Checkpoint Testing Project

This project demonstrates the new optimizer and learning rate scheduler checkpoint functionality in Forgather.

Features

  • Optimizer State Checkpointing: Save and restore optimizer state including momentum and other parameter-specific state
  • LR Scheduler State Checkpointing: Maintain learning rate schedules across training interruptions
  • Automatic Checkpoint Discovery: Find the most recent checkpoint by modification time
  • Robust Resume Logic: Handle multiple training sessions with out-of-order checkpoint names

Project Structure

checkpointing/
├── README.md
├── meta.yaml                    # Project metadata
├── project_index.ipynb          # Interactive demo and documentation
└── templates/
    ├── project.yaml            # Base project configuration
    └── configs/
        ├── train.yaml          # Initial training with checkpointing
        └── resume.yaml         # Resume from latest checkpoint

Quick Start

1. Initial Training

Train a model with checkpointing enabled:

cd examples/tiny_experiments/checkpointing
python ../../../bin/forgather -t train.yaml train -d 0

This should: - Train for 500 steps (currently using full epoch due to configuration inheritance) - Save checkpoints every 100 steps - Save optimizer and scheduler state with each checkpoint

2. Resume Training

Continue from the latest checkpoint:

python ../../../bin/forgather -t resume.yaml train -d 0

This should: - Automatically find the latest checkpoint - Restore model, optimizer, and scheduler state - Continue training from step 500 to 800

Current Status

The checkpoint functionality has been successfully implemented and tested with unit tests, but the project configuration needs refinement to properly override the inherited training settings.
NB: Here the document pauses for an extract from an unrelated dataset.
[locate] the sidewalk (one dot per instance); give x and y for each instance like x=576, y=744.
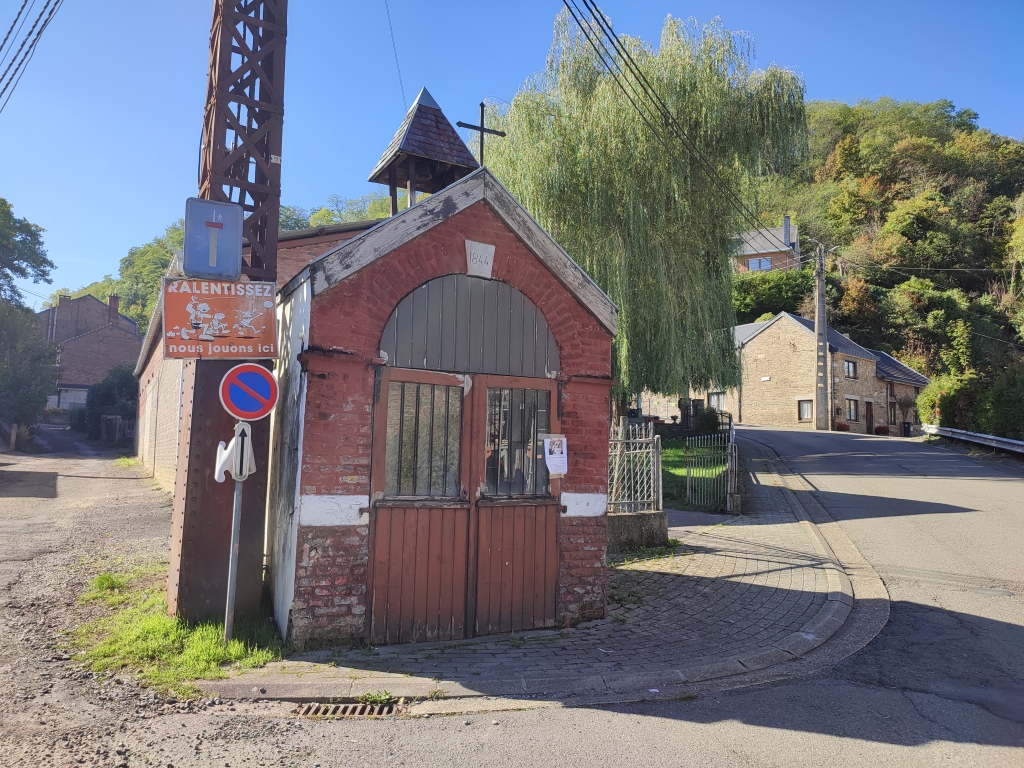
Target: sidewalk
x=741, y=595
The core checkpoint features work as demonstrated by the comprehensive test suite.

Configuration Options

The checkpoint functionality is controlled by these training arguments:

Option Description Default
save_optimizer_state Save optimizer state in checkpoints true
save_scheduler_state Save LR scheduler state in checkpoints true
restore_optimizer_state Restore optimizer state when resuming true
restore_scheduler_state Restore scheduler state when resuming true
resume_from_checkpoint true (auto-find) or path string false
save_total_limit Maximum checkpoints to keep 3

Implementation Details

Checkpoint Discovery

  • Uses file modification time rather than step numbers
  • Robust across multiple training sessions
  • Validates checkpoints before selection

State Management

  • Optimizer state includes momentum, variance estimates, etc.
  • Scheduler state preserves step counts and learning rate schedules
  • Graceful handling of missing state files

Multi-Trainer Support

  • Works with Trainer, AccelTrainer, and PipelineTrainer
  • Proper synchronization in distributed training
  • Trainer-specific optimizations for state handling

Testing

The project includes comprehensive unit tests in tests/unit/ml/test_checkpoints.py covering: - Checkpoint validation and discovery - State saving and loading - Configuration option handling - Integration with trainer workflow

Run tests with:

pytest tests/unit/ml/test_checkpoints.py -v